Looking outside the Society, we are hoping that our new strategic links, with Help the Aged, (and its well grooved PR machine) - the “BGS/Help the Aged Health Advisory Panel” and our growing links with the media, will help raise our profile. The BGS had a stall at the RCP (London) open day on 5 July. It was pleasing to see so many sixth formers so interested in careers in medicine and we had numerous adult visitors (several well into retirement themselves), but there was a general lack of knowledge about what geriatrics was, why we needed a separate speciality for older people and a fair amount of “I hope I won’t be needing you any time soon” defensive jocularity (see box above). It also struck me that as a speciality whose main technologies and interventions don’t involve fancy bits of kit which one can show to people on the stand, it was much harder to get across to the public what we were about. There are external PR battles still to be won. And dare I mention it again...the “G” word can be a problem sometimes when you are meeting the general public.

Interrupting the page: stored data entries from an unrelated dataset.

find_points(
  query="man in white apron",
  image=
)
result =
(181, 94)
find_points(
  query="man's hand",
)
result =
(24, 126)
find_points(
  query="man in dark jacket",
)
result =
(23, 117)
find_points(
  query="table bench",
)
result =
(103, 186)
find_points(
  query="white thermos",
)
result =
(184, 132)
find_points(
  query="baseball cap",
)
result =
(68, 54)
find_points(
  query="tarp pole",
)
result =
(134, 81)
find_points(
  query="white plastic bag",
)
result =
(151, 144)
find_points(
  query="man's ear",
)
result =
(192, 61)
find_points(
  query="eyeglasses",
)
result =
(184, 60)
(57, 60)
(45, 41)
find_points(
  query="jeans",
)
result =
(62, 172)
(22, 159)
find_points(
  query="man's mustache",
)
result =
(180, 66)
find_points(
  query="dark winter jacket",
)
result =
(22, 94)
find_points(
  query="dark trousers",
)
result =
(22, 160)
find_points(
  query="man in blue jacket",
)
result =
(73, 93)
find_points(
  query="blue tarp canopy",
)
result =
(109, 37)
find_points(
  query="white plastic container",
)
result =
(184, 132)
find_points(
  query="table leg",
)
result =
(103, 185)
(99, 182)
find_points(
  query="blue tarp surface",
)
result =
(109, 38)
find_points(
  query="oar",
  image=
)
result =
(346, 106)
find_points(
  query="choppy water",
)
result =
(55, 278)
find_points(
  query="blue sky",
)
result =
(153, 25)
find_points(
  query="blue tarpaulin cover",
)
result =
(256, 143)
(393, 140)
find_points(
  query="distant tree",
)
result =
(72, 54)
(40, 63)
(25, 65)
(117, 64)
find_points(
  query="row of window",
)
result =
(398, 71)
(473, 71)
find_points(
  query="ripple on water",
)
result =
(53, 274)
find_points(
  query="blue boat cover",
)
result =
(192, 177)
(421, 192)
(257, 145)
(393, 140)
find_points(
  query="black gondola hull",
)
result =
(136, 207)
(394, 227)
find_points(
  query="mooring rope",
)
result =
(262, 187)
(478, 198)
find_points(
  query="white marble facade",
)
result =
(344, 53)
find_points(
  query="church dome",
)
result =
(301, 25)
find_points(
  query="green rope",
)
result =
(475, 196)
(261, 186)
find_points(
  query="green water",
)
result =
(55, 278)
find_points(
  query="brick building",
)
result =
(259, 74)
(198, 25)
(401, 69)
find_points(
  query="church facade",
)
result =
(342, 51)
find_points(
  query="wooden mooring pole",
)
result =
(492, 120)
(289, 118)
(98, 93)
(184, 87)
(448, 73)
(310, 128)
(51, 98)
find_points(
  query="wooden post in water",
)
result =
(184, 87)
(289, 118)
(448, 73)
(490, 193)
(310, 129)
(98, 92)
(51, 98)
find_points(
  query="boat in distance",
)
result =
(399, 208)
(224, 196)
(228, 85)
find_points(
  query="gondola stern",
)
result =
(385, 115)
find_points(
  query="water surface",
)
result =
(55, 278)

A good example of elderly care in the media recently has been the well balanced and subtle series of reports on Radio 4’s Today Programme about long term social care of older people. This highlighted a number of issues dear to the BGS and we were able to help them with technical information and with expert advice on what the undercover care home worker and resident experienced. For those interested you can listen again on http://news.bbc.co.uk/today/
hi/today/newsid_7492000/7492986.stm.
Finally, can I take this opportunity to remind members of the Birmingham Meeting (12 - 14 November - see www.bgs.org.uk/Notices/bgsconf_autumn.htm). We had a great four years in Harrogate but one criticism was that it was geographically inaccessible for members in many parts of the country. Well one doesn’t get much more accessible than Birmingham, the programme looks packed with interest, so be there or be square.